Provided that the company and the client believe that the company may be eligible for an IP box, the following roadmap will apply:

– Assessment of the tax status by Cypriot tax consultants, that is, whether the Company is entitled to the IP Box or not on the basis of the current legislation (this stage involves several rounds of consultations, the study of documentation, and questionnaires);

– Obtaining recommendations on taking measures to best meet the criteria of the IP Box regime (as a rule, these are recommendations on minimizing outsourcing related to R&D and maximizing in-house R&D by hiring more employees, licensing the right to use by granting licenses to 3rd parties, etc.);

– Implementation of recommendations (carrying out transactions, accruals, etc.) and starting from the appropriate company accounting procedures to comply with IP Regime rules Box and IFRS;

– Preparation of a report to the tax authority, as well as verification and preparation of supporting documentation, strengthening positions (agreements with suppliers/clients/employees);

– Obtaining confirmation from the tax authority on the possibility of using the IP Box mode for qualified profits.

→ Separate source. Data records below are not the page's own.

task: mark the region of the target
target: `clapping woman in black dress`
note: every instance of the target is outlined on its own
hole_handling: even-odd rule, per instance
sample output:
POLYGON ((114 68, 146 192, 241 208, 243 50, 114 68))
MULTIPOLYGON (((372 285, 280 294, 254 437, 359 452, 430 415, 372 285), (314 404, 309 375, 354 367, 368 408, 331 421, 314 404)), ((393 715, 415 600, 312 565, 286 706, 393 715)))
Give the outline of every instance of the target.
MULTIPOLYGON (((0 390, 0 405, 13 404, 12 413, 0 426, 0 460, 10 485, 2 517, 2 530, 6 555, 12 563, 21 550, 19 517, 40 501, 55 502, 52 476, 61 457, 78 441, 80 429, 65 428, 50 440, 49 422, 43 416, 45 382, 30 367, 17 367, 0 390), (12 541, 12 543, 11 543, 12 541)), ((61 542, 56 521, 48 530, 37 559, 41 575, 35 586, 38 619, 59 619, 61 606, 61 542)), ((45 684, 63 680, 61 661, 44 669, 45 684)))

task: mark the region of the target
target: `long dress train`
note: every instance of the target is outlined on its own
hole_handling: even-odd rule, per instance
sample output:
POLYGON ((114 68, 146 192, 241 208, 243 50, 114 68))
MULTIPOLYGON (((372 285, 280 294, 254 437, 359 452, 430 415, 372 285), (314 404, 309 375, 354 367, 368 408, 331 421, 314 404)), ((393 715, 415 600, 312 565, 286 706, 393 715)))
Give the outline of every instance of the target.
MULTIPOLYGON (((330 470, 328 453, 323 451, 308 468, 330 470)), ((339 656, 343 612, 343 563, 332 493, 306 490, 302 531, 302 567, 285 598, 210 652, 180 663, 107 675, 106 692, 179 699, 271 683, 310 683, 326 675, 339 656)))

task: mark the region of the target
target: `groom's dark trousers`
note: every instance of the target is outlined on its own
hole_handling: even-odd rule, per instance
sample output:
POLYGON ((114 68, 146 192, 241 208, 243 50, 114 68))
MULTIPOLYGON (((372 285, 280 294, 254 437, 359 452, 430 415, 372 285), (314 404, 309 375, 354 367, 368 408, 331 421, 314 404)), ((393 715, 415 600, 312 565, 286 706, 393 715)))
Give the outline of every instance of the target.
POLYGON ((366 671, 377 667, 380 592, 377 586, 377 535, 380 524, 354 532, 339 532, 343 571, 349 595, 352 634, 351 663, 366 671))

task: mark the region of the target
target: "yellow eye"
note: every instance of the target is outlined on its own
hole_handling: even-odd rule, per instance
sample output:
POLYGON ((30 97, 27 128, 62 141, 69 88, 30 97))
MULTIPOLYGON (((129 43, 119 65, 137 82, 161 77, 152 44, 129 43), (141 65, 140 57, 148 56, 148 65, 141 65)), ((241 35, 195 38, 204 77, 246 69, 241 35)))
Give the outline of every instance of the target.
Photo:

All of the above steps depend on the scope and complexity of the business and operations of the company.


Thus, to company may be able to pay an effective income tax rate of up to 2.5% on the IP Box and become an asset-holding company that accumulates profits in the form of royalties for granting the right to use such objects.

However, the process of obtaining positive approval from the tax authority may require significant preparation:

– substantiation of the value of the IP objects;

– evidence of “significant economic activity” of the company, i.e. significant internal refinement of the IP object directly by the Cypriot company;

– evidence of a direct link between qualifying income and these own qualifying expenses (corresponding to the so-called ” link approach “).

At the same time, it will be important for the Company to understand the nature of the planned activity, including in terms of the scope and nature of the income received, so that the process of obtaining approval for the use of the IP Box does not become a waste of money and time, which, moreover, limits the company in choosing counterparties, parameters of transactions.